Folha - O governo Lula foi eficiente ao acalmar o mercado?
Dupas -
Para sepultar qualquer idéia de que iria mudar o modelo, Lula propôs, como moeda de troca, o Fome Zero. Foi alçado como um grande programa nacional, uma contrapartida ao aperto monetário e fiscal. Infelizmente, é assistencialista. Corre o risco de desagradar mais do que agradar.

Folha - Bom comunicador, Lula tem sido o maior instrumento de defesa do governo. Essa habilidade pode esgotar-se rapidamente?
Dupas -
Lula se comporta como o animador do "grande programa de auditório Brasil", como um Silvio Santos, tentando manter um certo elã, "vamos lá, gente, é possível". Mas, ao responder à entrevista de FHC, Lula mostrou que começa a dar sinais de alguma exasperação. O capital político de Lula ainda é muito grande. A questão é saber quanto dura.

Folha - Como o sr. vê a oposição a esse discurso no próprio PT?
Dupas -
Pareceu-me emblemáticos os pronunciamentos de Paulo Arantes e de Chico de Oliveira. Em síntese, usando uma caricatura, seria um pouco assim: "Um governante como Lula, que promete o que não pode entregar, corre o risco de fomentar uma espécie de guerra civil", embora não tenham usado esse termo.
Essa análise põe o dedo na contradição essencial. Se Lula acredita que, usando instrumentos ortodoxos, com a intensidade que está utilizando, conseguirá reverter o quadro econômico, promover o desenvolvimento e aliviar a questão social, ele pode acabar no pior dos mundos.
Ao manter essa política de juros ainda altos num período de recessão, com aumento de desemprego, ele pode vir a ser malhado pelos dois lados.

Folha - O crédito de confiança das lideranças empresariais esconderia um descontentamento maior?
Dupas -
A Fiesp mudou de tom. Os empresários em geral, e a CNI também, não querem um confronto. Querem uma mudança de política. Há uma clivagem mais clara entre o setor chamado produtivo e o setor financeiro. Eles pedem a retomada de políticas para o crescimento econômico.

Folha - Como o governo Lula poderá manter a confiança dos mercados e alimentar as expectativas de mudança criadas na eleição?
Dupas -
Lula colocou todas as fichas no desmonte do núcleo da inflação. A segunda aposta são as reformas. Na primeira, está sendo bem-sucedido às custas da forte recessão. É um custo muito alto.

Folha - A expectativa com as reformas poderá trazer frustração semelhante à criada, no governo FHC, com o aceno da privatização?
Dupas -
O governo Lula tinha o desafio de aprovar o mínimo de avanço nas reformas, o que FHC nos oito anos não conseguiu fazer. Lula deve lidar com as contradições do seu partido. No momento em que tenta ampliar o leque de apoio no Congresso, tem que fazer concessões. O risco é, depois, constatar um resultado não animador.

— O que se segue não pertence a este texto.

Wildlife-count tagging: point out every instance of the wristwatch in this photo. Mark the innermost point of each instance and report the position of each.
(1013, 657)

Folha - Como o sr. imagina que será a alegada fase de transição?
Dupas -
Existe alternativa? Uma vez domada a inflação e baixada a taxa de juros, isso será suficiente para o Brasil voltar a crescer? Governar bem nos países da periferia muitas vezes significa escolher o ruim contra o péssimo. Se nós pudéssemos acabar com os subsídios lá fora, seria diferente? Não tenho certeza -65% do fluxo de comércio internacional está nas mãos de transnacionais.

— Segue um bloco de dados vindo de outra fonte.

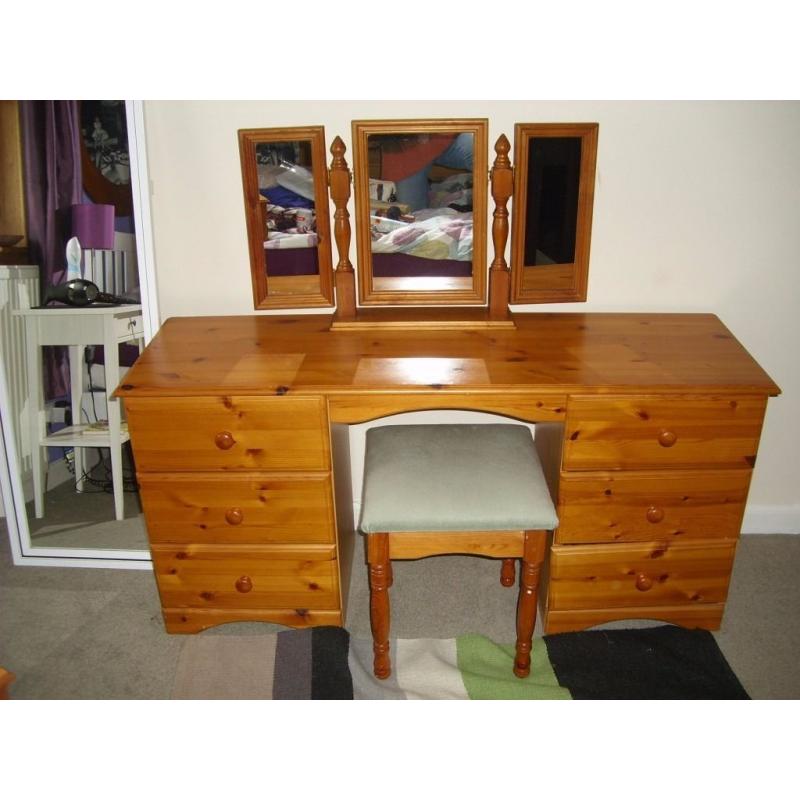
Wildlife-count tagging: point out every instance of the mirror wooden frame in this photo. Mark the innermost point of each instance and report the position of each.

Folha - Qual o espaço que o governo Lula teria, domada a inflação, para voltar a crescer?
Dupas -
Imaginava-se que o BNDES seria um instrumento fundamental de uma nova política de desenvolvimento. Esperava-se que o presidente do BNDES fosse o economista Luciano Coutinho, que havia estudado a lógica das cadeias produtivas. A opção foi [Carlos] Lessa, que eu respeito como economista da velha-guarda. Mas, o que está acontecendo no BNDES, a gente não sabe.

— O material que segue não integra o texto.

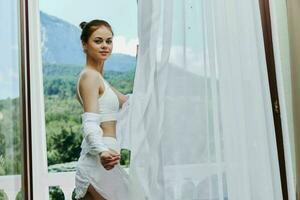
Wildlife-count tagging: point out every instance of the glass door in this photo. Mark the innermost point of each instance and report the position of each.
(11, 107)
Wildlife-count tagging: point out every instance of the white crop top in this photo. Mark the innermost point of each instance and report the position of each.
(108, 102)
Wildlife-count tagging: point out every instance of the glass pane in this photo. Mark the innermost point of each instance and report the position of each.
(10, 133)
(63, 59)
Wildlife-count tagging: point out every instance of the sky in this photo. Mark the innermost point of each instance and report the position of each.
(121, 14)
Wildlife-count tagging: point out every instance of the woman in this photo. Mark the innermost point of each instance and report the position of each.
(98, 174)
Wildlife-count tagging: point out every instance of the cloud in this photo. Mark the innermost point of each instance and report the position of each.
(125, 46)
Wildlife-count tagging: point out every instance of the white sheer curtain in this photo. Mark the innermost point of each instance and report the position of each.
(200, 122)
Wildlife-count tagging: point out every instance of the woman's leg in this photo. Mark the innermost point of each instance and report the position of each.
(92, 194)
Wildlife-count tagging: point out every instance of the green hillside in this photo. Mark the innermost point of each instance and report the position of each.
(62, 116)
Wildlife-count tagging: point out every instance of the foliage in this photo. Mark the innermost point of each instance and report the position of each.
(56, 193)
(10, 143)
(62, 117)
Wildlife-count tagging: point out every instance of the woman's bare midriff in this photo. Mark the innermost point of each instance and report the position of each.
(109, 128)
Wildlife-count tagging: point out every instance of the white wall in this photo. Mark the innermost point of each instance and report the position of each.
(294, 33)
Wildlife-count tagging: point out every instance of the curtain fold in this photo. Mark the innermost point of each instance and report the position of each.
(200, 122)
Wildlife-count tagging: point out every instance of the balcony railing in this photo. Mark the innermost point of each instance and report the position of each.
(11, 185)
(191, 182)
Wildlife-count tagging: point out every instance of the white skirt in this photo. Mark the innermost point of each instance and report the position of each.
(111, 184)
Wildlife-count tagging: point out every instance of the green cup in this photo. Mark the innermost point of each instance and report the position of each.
(125, 158)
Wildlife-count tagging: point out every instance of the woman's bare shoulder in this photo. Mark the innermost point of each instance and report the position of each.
(89, 77)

Folha - O que Lula deveria ter feito, a seu ver, no início de governo?
Dupas -
Na campanha eleitoral, o discurso do PT e o discurso de [José] Serra indicavam que a gente só desamarra essa lógica perversa com um grande choque exportador. O mercado impôs uma desvalorização cambial imensa. O descasamento entre passivos [dívidas] em dólares e receitas em reais causou uma desestruturação brutal em vários setores. Você só desmonta isso quando dá um choque de valor adicionado.